Kanuni’nin yazdığı cevabi mektup önemlidir, çünkü hem Kanuni’nin, hem de o dönem insanının yapısını özetliyor….

Meşhur mektup şöyle başlıyor:

“İftihar ul havass il mukarrebin mu’te-mid ül-mülûki ve’s-salâtin katilu’l kefereti ve’l-müşrikin Lala-i zi itibarum Gazi Bali Beg’e

“Tevki-i refi-i hümayunum (padişahın yüce buyruğu) vasıl olıcak, malum ola ki, tarafınuzdan irsal olman (gönderilen) mektub vusul bulub kıraet olunduktan sonra (mektubun okunduktan sonra) mefhumu malumumuz olmuşdur. On sekiz pare kal’a feth itmişsün. Otuz bin kızak Tersane-i âmireme gönderüb, altmış bin baş göndermişsün. Berhudar olasun. İki cihanda yüzün ak, ekmeğüm sana helal olsun. 

“Bir tuğ reca eylemüşsün. Ya Gazi Bali Beg, daha bir tuğ zamanı degüldür. Gerçi sen bize bu hizmeti ve eyüliği eyledün. Ben dahi senün eyüliğün mukabilinde üç eyülik eyledük…

“Biri budur ki: Size ‘Emirü’l Müminin’ hitabetiyle hitap eyledük. İkincisi budur ki: Sana hil’at-i fahire gönderdük. Üçincisi: Hazret-i Rasulü Ekrem sallal-lahü teâla aleyhi ve sellem efendimüzün tuğın virdük. Nefsine gurur getürmeyesin.

“Seni bu üç nesne ile ta’zim ü tekrim eyledük (yücelttik). Bunların üzerine asla bir ihsan olmaz. İmdi sen dahi bu eyüliklerin şükrini yirine getürmeye sa’y eyleyesün (çalışasın) ve her iş Allah’dan bilesün ve zinhar (katiyyen) nefsüne gurur getürmeyesün. ‘Kendü kılıncum ile bu kadar memleket feth eyledüm’ dimeyesün. 

“Memleket Allah’undur. Saniyen Hazret-i Peygamberündür. Salisen emr-i Hak ile Halifenündür ve Beg (bey) olmak iki kefelü bir terazidür.
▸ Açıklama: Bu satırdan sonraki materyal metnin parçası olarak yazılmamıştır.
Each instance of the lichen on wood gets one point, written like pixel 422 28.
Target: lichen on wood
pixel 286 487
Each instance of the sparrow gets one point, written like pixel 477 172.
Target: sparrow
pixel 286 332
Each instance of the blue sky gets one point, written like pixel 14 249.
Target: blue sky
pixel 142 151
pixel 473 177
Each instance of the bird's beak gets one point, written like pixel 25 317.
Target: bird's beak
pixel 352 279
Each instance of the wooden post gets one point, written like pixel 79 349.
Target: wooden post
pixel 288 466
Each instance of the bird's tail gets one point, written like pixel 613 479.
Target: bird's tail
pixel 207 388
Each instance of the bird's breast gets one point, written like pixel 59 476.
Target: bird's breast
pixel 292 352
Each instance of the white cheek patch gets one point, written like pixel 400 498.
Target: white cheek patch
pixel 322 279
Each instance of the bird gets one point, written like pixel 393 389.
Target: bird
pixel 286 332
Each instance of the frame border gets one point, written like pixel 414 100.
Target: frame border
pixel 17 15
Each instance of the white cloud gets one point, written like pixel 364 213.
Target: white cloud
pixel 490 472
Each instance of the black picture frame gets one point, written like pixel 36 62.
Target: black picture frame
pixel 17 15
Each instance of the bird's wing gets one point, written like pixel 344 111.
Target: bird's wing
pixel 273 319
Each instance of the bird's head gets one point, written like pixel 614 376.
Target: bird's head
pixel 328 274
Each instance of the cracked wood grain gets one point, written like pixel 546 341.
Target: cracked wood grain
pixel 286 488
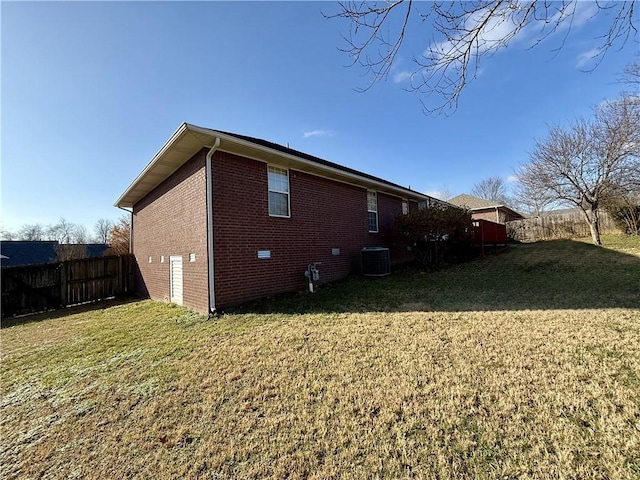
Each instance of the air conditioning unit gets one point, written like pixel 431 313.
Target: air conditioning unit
pixel 376 261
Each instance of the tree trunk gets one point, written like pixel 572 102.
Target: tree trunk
pixel 594 225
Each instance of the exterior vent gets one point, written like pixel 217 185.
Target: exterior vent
pixel 376 261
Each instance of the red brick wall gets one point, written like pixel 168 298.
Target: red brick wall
pixel 171 220
pixel 324 215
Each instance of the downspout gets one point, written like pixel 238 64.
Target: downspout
pixel 210 262
pixel 130 212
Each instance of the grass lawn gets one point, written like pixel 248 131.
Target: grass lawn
pixel 521 365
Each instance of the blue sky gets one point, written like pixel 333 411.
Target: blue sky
pixel 91 91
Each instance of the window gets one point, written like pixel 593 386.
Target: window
pixel 278 192
pixel 372 207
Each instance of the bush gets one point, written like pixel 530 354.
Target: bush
pixel 439 234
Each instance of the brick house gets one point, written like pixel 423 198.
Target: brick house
pixel 219 219
pixel 482 209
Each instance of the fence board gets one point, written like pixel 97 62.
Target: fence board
pixel 37 288
pixel 552 225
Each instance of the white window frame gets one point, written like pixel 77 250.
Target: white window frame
pixel 276 169
pixel 372 207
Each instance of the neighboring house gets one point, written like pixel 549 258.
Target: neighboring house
pixel 26 252
pixel 482 209
pixel 219 219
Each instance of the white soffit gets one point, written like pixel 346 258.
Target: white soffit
pixel 189 139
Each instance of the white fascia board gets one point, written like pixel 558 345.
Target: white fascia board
pixel 357 180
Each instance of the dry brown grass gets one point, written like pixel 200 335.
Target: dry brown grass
pixel 145 390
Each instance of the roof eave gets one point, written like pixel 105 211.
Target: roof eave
pixel 232 144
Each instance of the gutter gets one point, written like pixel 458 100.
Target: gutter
pixel 209 205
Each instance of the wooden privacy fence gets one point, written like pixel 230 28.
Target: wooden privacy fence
pixel 553 225
pixel 37 288
pixel 489 234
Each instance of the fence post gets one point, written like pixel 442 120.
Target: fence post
pixel 64 291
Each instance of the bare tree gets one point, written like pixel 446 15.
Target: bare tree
pixel 34 232
pixel 120 237
pixel 102 229
pixel 63 231
pixel 590 160
pixel 80 234
pixel 531 199
pixel 7 235
pixel 66 252
pixel 465 32
pixel 492 188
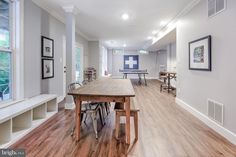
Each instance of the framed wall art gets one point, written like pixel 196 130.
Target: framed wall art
pixel 200 54
pixel 47 68
pixel 47 47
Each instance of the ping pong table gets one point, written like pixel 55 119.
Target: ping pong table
pixel 126 72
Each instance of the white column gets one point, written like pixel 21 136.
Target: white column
pixel 70 51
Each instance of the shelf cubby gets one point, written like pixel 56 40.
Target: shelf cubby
pixel 19 119
pixel 39 112
pixel 22 122
pixel 52 105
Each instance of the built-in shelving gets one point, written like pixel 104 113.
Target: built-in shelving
pixel 19 119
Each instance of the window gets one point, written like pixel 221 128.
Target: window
pixel 5 51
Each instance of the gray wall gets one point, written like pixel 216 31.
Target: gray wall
pixel 195 87
pixel 94 55
pixel 38 22
pixel 146 61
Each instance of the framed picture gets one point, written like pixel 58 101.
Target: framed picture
pixel 200 54
pixel 47 68
pixel 47 47
pixel 131 62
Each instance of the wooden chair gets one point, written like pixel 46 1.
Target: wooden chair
pixel 119 109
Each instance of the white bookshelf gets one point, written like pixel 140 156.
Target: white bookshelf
pixel 21 118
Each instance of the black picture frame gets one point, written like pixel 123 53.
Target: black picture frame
pixel 208 64
pixel 44 49
pixel 44 75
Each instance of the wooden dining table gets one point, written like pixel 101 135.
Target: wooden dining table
pixel 104 90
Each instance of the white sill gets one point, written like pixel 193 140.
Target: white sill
pixel 9 102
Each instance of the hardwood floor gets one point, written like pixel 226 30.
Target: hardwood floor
pixel 165 130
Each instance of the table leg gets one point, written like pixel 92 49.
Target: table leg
pixel 127 126
pixel 168 86
pixel 145 79
pixel 78 113
pixel 139 79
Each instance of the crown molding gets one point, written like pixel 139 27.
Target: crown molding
pixel 70 9
pixel 57 16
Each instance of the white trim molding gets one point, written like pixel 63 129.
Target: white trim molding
pixel 58 16
pixel 213 125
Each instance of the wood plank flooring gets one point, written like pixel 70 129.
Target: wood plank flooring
pixel 165 130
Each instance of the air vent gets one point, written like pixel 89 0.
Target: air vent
pixel 215 111
pixel 215 7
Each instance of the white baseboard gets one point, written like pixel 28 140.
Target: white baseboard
pixel 60 99
pixel 218 128
pixel 121 77
pixel 69 106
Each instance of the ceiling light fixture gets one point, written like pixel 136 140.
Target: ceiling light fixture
pixel 154 32
pixel 163 23
pixel 125 16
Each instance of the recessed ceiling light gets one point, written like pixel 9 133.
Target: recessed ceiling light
pixel 125 16
pixel 154 32
pixel 163 23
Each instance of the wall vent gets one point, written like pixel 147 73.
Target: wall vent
pixel 215 111
pixel 215 7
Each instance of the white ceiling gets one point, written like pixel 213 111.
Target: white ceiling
pixel 100 19
pixel 167 39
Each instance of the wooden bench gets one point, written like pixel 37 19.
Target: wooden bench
pixel 119 109
pixel 20 118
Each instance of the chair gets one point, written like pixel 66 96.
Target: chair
pixel 120 111
pixel 88 108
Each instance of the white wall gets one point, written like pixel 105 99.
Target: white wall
pixel 195 87
pixel 32 49
pixel 171 57
pixel 38 22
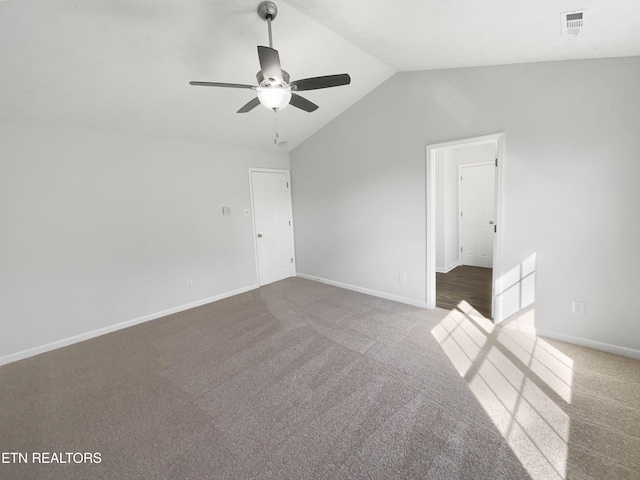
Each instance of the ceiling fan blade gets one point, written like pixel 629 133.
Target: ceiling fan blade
pixel 317 83
pixel 302 103
pixel 270 64
pixel 250 106
pixel 218 84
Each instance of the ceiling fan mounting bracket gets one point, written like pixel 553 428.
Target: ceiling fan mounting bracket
pixel 267 11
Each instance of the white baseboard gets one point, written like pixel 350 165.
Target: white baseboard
pixel 447 269
pixel 14 357
pixel 375 293
pixel 585 342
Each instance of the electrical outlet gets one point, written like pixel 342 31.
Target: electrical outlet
pixel 577 307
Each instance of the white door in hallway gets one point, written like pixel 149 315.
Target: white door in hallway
pixel 270 193
pixel 477 190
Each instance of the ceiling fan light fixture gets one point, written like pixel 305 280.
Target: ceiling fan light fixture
pixel 274 97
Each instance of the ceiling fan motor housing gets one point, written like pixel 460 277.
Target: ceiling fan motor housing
pixel 267 10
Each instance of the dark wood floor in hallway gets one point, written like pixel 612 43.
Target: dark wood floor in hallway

Bir kefesi cennet bir kefesi cehennemdür. Şunlardan olagör ki, gözleri uyur ise kalpleri uyanukdur. Cümlenin ser-çeşmesi (başı) adidur. Anı idegör ki, bir günün ibadete sayılur. Hak subhanehu ve teâlâ cümlemüzi adil kullarından eyleye. Ser’asker ve Beglik hesabiyle hükmün yüridüği yerlerde olan zulm ü ta’addiden (tecavüzden) ruz ı mahşerde bize itab olur ise senün damenüne (yakana) yapışam. Ola ki, ol günde şerm-sâr (mahcûb) olmayub yakanı selamet ile alasun ve bir âdemi hizmete kullanmak murad idünürsen zinhar zahiri haline itimad eylemeyesün. Çok kimseler var ki, elinde fursat olmadığı vakit salah yüzini gösterirler. Eline fursat girdüği vakitde Nemrud olur.

“Velhasıl âdemleri tecrübe ile kanaat etmeyüb behemehal aldanmayasun. Göz kulak tutasın. Kaçan begler ve vekiller eyü âdem olsa reayamın hakki hali eyü olur. Reaya beglerün çerağı gibidür, her kimün dikilür hali yaman olur ve bazı kimseler vardur ki, gündüz saim (oruçlu) gice kaimdürler (namaz kılarlar). Amma putperestlerdür. Şunlardır ki, mala muhabbed idenlerdür. Halkı mal sevmekten özge azdırıcı nesne olamaz. İmdi sen daha fâni olan şeye meyl ü muhabbet eylemeyesün. Nimeti amme-i ibadullah üzerine mebzul (bol) idesün. Kerem elin açasun. Hased üzere olmaktan begayet (pek çok) ihtiraz idesün (çekinesun). Nisabımız mahsuli harcümüze vefa itmez (gelirimiz giderimizi karşılamaz) deyü bî-huzur (huzursuz) olmayasun. İhtiyaç ü zaruret vâki olur ise buraya bildiresün. Mevcud bulunan hazineden sana üç dört yüz kese harçlık virmeye aczim yoktur. Fetholunan kal’alarun emvalü erzaklarını Beyt-ül mâl-i müslimin içün ahz ü kabz (kendine mal etmek) eylemeyesün. Zinhar rızayı hümayunum yokdur. Beyt-ül-mâl içün bir mikdarını alüb bakisin Asker-i İslâm’un hakkıdur ve askere riâyet eyleyesün…”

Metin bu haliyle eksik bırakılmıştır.